Contrast that approach with creating custom data file formats fed by core systems. These static formats must be redesigned as regulations change, slowing an organization’s ability to remain compliant. They also must be customized to feed data to other internal and external systems, and the system interfaces updated when regulations change.
- Key action: Upgrade core systems to current versions.

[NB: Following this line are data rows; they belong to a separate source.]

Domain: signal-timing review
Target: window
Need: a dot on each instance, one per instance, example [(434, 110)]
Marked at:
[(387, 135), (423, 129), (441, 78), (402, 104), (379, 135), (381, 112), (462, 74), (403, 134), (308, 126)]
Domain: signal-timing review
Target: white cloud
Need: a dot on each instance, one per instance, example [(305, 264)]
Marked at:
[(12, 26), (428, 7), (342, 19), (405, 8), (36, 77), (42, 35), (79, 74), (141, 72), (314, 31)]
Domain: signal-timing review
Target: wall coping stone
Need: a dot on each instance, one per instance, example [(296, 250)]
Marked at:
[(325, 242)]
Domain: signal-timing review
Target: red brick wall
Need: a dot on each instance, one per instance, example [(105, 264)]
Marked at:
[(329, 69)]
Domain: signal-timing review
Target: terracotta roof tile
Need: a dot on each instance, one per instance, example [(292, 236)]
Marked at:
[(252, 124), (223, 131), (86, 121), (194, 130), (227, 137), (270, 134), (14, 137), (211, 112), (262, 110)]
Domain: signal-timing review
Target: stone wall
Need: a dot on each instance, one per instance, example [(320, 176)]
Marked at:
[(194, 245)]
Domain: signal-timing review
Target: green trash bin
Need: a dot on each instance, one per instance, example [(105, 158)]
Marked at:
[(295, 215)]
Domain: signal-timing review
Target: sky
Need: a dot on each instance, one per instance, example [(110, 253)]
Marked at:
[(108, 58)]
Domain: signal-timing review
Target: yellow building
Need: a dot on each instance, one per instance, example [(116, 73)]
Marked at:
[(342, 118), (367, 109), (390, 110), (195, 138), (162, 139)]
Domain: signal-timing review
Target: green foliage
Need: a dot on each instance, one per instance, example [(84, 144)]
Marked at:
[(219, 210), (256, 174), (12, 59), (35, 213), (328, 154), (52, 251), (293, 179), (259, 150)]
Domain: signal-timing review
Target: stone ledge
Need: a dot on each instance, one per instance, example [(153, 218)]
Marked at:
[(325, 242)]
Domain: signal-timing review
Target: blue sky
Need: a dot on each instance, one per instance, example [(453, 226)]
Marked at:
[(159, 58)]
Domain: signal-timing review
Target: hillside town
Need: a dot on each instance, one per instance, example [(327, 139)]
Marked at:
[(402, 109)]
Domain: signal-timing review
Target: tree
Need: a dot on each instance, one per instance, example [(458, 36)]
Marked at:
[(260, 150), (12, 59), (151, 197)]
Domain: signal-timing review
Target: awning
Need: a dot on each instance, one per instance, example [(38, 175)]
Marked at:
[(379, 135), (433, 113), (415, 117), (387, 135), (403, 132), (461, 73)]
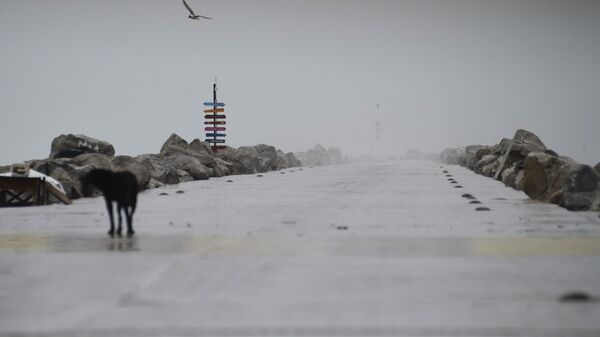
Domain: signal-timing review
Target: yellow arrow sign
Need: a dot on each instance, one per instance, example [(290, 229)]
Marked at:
[(214, 110)]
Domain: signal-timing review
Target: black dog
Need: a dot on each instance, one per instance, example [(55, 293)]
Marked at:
[(120, 187)]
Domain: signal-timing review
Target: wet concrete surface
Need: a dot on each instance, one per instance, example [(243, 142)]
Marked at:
[(387, 249)]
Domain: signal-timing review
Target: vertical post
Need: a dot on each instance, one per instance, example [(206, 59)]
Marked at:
[(214, 114)]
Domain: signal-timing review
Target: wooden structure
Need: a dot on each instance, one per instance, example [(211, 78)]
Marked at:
[(215, 116), (26, 191)]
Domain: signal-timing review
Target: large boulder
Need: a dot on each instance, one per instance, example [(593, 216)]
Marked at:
[(234, 164), (200, 146), (559, 180), (189, 164), (454, 156), (270, 158), (291, 160), (141, 171), (485, 162), (474, 153), (161, 170), (501, 148), (68, 172), (177, 145), (522, 144), (69, 146), (94, 160)]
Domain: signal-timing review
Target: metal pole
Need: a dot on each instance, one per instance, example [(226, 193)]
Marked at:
[(214, 114)]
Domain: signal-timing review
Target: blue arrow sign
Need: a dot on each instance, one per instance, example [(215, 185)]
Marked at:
[(214, 104), (215, 135)]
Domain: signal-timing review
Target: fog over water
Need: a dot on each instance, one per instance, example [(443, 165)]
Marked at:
[(294, 73)]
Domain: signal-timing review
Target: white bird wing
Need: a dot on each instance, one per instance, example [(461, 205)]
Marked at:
[(189, 8)]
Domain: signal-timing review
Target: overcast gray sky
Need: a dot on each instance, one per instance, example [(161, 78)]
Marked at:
[(293, 73)]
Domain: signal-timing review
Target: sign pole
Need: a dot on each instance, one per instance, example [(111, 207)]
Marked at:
[(214, 113)]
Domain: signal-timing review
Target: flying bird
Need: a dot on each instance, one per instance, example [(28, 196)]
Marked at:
[(193, 15)]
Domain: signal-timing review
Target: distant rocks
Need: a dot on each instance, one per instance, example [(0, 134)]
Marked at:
[(525, 163), (72, 156), (70, 146)]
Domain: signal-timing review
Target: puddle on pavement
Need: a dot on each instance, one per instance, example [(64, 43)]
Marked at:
[(220, 245)]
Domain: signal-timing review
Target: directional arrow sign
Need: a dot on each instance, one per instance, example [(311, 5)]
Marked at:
[(214, 129), (213, 104), (214, 110), (219, 147)]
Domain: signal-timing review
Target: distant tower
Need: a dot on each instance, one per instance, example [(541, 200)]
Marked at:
[(377, 148)]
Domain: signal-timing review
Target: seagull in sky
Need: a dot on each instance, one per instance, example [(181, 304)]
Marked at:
[(192, 15)]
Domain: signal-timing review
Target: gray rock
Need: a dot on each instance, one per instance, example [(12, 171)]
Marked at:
[(95, 160), (160, 169), (69, 146), (131, 164), (189, 164), (484, 162), (549, 178), (454, 156), (222, 168), (474, 153), (234, 164), (490, 169), (501, 148), (184, 176), (153, 183), (200, 146), (522, 144), (177, 145), (270, 158), (509, 175), (292, 161)]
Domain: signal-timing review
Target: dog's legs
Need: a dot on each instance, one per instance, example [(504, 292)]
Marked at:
[(129, 213), (119, 210), (111, 232)]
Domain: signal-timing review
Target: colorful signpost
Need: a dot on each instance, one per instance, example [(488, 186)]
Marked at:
[(214, 117)]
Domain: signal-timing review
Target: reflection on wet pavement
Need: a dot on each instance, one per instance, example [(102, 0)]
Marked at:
[(216, 245)]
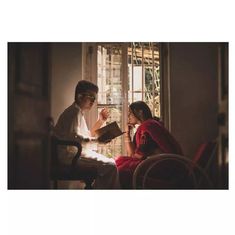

Vendors of core systems need to ensure their systems are compliant long before CMS enforces deadlines. Core data and processes should support the latest regulatory requirements. Vendors with open, standards-based systems generally have a streamlined path to exposing required data.
- Fluid data flows among multiple systems and entities to support on-demand access. To create compliant machine-readable files with pricing information, organizations need data from the core system, as well as other internal systems, provider systems, clearinghouses and third-party administrators. When the core uses APIs and industry standards such as HL7 FHIR and USCDI, it’s easier to integrate the essential data from it with other systems in the payer landscape, such as member portals and apps, care management and quality systems, enrollment and submission processes, and print and fulfillment vendors. Closed core systems require multiple custom interfaces to connect to these systems, all of which come with maintenance and upgrade costs.
- Key action: Evaluate how the requirement to integrate data from a wide range of systems creates new possibilities for business and operating models. These new mandates can serve as the basis for giving members health insights, unifying their health experiences across physical and digital channels, and removing friction points, such as by automating pre-authorizations using comprehensive health histories.
- Enablement of new experiences even as regulations evolve. Interoperability, price transparency and surprise billing regulations likely will be fine-tuned after they take effect to address unanticipated consequences. Unresolved questions and potential issues shouldn’t be used as an excuse for delaying work toward compliance. Be assured that digital entrepreneurs and tech giants are using these regulations as blueprints for building new offerings and extending their reach among consumers.
- Key action: Develop a compliance plan. Even organizations that only expect to comply with the letter of these regulations must be clear on how they will achieve that status. CMS provides an inventory of guidance on interoperability guidelines as a good starting point.
By leveraging the openness of their core systems, healthcare organizations can achieve regulatory compliance. By going beyond mere compliance, they can use those open cores to compete by building the capabilities their members wanted yesterday.